Glass ceramic with nanocrystals

Materials commonly used in dental prosthetics tend to worn out, just like natural teeth do. According to a study published in the Journal of Biomedical Materials Research, German scientists have developed an interesting glass ceramic with nanocrystals.

What are nanocrystals?

A nanocrystal is a singlecrystalline nanomaterial with one or several dimensions equal or smaller than 1 micrometer. A nonoparticle is very small (between 100 and 1 nm) and behaves as a whole unit. Not all nanoparticles can be called nanocrystals; nanocrystals are single-domain particles or single crystals featuring the specified nanometer size.

Improved resistance

According to scientists, the structure of this newly developed substance featuring fantastic strength appears to be better suited for use in dentistry compared to traditional materials (the usual denture ceramics). These materials (aluminum oxide, magnesium oxide and silicon oxide mainly) have been used before in other industries (filters used in the manufacturing process of diesel fuel, the manufacturing of solar panels, and, potentially, in optics and electronics); however, dentistry seems to be the new field of exploration.

Better aesthetics

In terms of aesthetics, nanocrystalline structures can also provide superior results, by being able to mimic the expected translucency of natural teeth. The result is achieved via complex chemical processes occurring at very high temperatures.
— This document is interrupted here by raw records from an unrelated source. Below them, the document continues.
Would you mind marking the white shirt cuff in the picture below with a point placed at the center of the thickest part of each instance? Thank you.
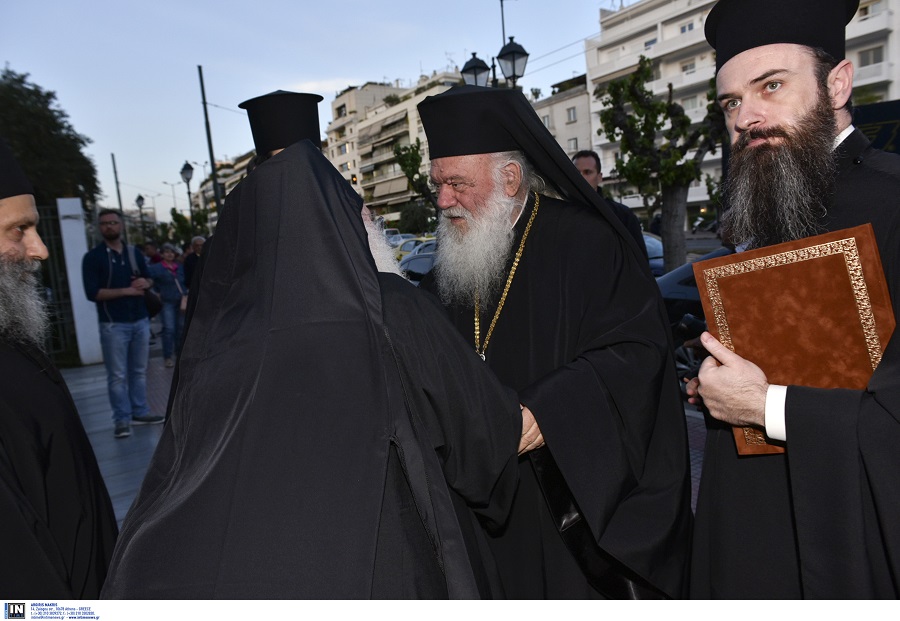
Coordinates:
(775, 399)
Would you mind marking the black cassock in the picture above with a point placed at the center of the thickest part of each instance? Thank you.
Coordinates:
(582, 339)
(57, 525)
(823, 519)
(329, 425)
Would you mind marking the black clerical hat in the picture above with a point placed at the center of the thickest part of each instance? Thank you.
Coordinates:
(12, 178)
(282, 118)
(734, 26)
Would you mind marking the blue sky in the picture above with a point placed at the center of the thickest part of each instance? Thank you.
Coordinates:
(126, 72)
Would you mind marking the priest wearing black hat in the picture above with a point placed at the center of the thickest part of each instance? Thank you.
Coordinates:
(559, 302)
(330, 433)
(821, 520)
(57, 526)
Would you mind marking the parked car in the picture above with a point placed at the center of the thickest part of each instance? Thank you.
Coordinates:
(409, 245)
(416, 266)
(685, 313)
(654, 253)
(426, 247)
(399, 238)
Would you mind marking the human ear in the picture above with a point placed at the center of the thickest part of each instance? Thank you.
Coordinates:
(840, 84)
(512, 173)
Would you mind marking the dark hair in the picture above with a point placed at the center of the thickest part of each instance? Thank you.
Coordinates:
(823, 64)
(592, 154)
(106, 212)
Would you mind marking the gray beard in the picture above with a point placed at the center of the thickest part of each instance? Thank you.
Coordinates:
(23, 312)
(475, 261)
(777, 193)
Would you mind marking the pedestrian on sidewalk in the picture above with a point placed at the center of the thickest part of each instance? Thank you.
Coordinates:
(115, 277)
(168, 281)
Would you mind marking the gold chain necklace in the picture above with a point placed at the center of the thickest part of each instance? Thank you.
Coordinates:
(512, 272)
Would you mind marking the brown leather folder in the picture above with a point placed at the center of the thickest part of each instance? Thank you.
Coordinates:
(812, 312)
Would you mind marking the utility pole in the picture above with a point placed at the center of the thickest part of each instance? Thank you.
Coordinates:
(212, 158)
(119, 196)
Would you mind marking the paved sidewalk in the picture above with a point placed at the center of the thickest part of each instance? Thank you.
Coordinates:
(124, 461)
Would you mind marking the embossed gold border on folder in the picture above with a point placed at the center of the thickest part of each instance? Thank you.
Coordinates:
(847, 248)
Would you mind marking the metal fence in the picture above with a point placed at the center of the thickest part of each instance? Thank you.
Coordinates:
(62, 344)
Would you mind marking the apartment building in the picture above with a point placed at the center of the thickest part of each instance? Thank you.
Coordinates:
(670, 32)
(395, 122)
(349, 107)
(567, 114)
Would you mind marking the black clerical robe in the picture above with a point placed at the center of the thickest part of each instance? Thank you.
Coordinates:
(57, 525)
(823, 519)
(328, 428)
(582, 338)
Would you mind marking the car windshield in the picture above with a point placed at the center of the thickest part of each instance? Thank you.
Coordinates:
(654, 247)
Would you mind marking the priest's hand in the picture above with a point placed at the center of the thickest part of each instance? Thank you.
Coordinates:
(733, 389)
(531, 433)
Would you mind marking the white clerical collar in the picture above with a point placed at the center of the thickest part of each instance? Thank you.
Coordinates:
(843, 136)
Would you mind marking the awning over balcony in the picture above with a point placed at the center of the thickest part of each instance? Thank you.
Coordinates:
(390, 187)
(370, 133)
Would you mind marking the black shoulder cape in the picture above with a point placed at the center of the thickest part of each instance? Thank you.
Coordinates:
(57, 525)
(317, 447)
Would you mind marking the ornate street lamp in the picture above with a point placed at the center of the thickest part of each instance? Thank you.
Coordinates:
(512, 59)
(139, 201)
(187, 171)
(475, 72)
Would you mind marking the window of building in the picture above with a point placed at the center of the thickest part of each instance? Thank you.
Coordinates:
(871, 56)
(867, 9)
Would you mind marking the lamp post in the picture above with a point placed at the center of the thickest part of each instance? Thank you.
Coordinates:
(172, 185)
(187, 171)
(512, 59)
(475, 72)
(139, 201)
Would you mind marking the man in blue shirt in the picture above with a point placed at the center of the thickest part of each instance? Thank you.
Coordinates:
(118, 289)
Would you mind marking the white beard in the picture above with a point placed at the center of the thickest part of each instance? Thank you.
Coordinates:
(475, 261)
(23, 312)
(384, 255)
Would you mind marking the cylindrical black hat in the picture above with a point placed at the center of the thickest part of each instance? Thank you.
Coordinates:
(13, 181)
(735, 26)
(280, 119)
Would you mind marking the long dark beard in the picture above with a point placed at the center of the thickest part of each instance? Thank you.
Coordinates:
(778, 192)
(23, 312)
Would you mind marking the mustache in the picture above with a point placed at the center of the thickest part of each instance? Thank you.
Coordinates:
(760, 134)
(455, 212)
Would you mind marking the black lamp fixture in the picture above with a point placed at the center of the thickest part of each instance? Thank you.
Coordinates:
(139, 201)
(512, 59)
(475, 72)
(187, 172)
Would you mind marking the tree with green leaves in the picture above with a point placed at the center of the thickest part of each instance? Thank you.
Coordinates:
(661, 150)
(47, 146)
(409, 158)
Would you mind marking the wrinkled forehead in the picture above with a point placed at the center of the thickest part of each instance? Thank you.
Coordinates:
(460, 166)
(756, 63)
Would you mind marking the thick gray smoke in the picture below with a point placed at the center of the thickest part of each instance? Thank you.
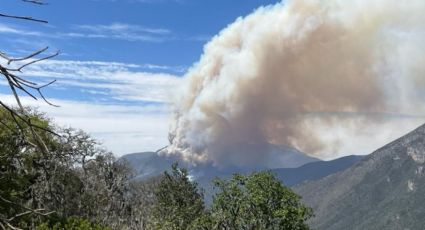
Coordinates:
(304, 73)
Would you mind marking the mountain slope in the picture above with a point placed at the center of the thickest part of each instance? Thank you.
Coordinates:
(148, 164)
(385, 190)
(315, 170)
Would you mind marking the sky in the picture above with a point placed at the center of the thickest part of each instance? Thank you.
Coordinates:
(119, 62)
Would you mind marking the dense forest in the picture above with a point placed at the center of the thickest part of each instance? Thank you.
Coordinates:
(61, 178)
(79, 185)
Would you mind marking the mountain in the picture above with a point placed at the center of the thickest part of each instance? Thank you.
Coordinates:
(148, 164)
(385, 190)
(315, 170)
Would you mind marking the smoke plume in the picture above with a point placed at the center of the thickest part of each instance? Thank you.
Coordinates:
(303, 73)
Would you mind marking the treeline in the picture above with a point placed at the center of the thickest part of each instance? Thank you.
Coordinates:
(79, 185)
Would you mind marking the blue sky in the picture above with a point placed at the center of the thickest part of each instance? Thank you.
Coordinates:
(120, 60)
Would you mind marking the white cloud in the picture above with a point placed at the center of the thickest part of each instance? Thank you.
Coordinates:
(122, 129)
(118, 81)
(115, 31)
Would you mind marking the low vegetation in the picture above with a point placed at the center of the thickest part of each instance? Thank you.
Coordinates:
(79, 185)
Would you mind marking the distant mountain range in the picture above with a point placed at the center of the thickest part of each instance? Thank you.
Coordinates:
(148, 164)
(297, 166)
(385, 190)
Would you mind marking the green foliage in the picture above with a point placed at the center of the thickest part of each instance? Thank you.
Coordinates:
(258, 201)
(72, 223)
(178, 201)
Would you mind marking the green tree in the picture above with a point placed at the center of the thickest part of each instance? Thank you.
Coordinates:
(178, 201)
(72, 223)
(257, 201)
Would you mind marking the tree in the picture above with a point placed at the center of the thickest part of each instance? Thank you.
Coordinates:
(257, 201)
(76, 178)
(177, 201)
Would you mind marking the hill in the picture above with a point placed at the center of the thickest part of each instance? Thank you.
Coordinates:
(384, 190)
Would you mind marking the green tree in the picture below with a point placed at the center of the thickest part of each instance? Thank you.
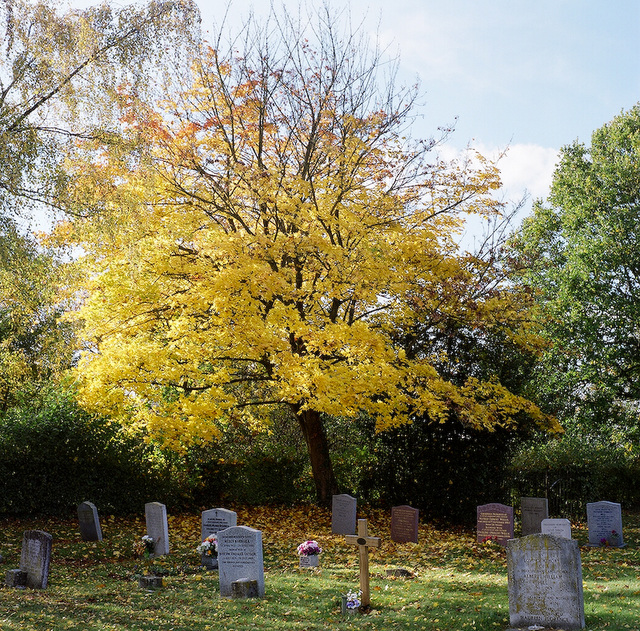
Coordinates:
(582, 249)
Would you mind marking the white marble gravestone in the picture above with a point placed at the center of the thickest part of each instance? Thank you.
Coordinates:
(157, 526)
(240, 557)
(343, 514)
(545, 582)
(556, 527)
(216, 519)
(35, 557)
(604, 520)
(532, 511)
(89, 522)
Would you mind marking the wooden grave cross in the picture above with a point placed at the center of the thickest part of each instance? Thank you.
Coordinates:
(364, 542)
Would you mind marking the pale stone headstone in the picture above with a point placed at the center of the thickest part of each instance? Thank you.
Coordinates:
(533, 511)
(556, 527)
(240, 557)
(89, 522)
(157, 526)
(343, 514)
(495, 521)
(35, 557)
(545, 582)
(217, 519)
(604, 520)
(404, 524)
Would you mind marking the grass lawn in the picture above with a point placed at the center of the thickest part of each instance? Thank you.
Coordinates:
(457, 584)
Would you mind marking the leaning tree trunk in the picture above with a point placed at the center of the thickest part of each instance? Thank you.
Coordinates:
(318, 447)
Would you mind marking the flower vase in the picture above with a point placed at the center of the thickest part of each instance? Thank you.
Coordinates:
(309, 560)
(210, 563)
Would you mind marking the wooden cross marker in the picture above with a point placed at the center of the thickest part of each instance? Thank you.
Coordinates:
(364, 542)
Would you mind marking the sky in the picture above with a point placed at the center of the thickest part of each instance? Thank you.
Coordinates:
(526, 77)
(530, 77)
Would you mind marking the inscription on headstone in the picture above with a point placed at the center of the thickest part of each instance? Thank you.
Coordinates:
(157, 526)
(35, 557)
(404, 524)
(604, 520)
(217, 519)
(240, 557)
(343, 514)
(556, 527)
(545, 582)
(495, 521)
(89, 523)
(533, 511)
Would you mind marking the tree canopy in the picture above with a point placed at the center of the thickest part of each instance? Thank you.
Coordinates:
(271, 235)
(581, 246)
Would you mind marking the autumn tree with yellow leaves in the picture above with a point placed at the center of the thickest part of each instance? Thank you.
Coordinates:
(271, 236)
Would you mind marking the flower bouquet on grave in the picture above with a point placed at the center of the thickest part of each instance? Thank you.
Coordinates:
(308, 553)
(208, 551)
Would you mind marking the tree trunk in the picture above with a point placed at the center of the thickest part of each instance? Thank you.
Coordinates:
(318, 447)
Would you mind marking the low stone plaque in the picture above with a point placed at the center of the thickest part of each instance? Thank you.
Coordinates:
(495, 521)
(533, 511)
(35, 557)
(604, 520)
(217, 519)
(240, 557)
(89, 522)
(343, 514)
(404, 524)
(545, 582)
(157, 527)
(556, 527)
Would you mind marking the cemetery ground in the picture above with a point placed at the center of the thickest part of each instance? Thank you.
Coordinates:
(456, 583)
When nanocrystals are not present, the material tends to become opaque as it hardens, because the crystallized material disperses the light; however, nanocrystals overcome this issue with a simple and ingenious trick: they do not disperse light the same way traditional ceramic does, as they are too small to do so.

Experiments and implementation of theory

So far, there has been no implementation of nanocrystalline structure materials in dentistry; however, the German chemists are highly optimistic on the matter of potential applications in dental biomedical fields. It seems that in a few years dental patients may be able to benefit from the use of this modern substance in all kinds of prosthetic dental works.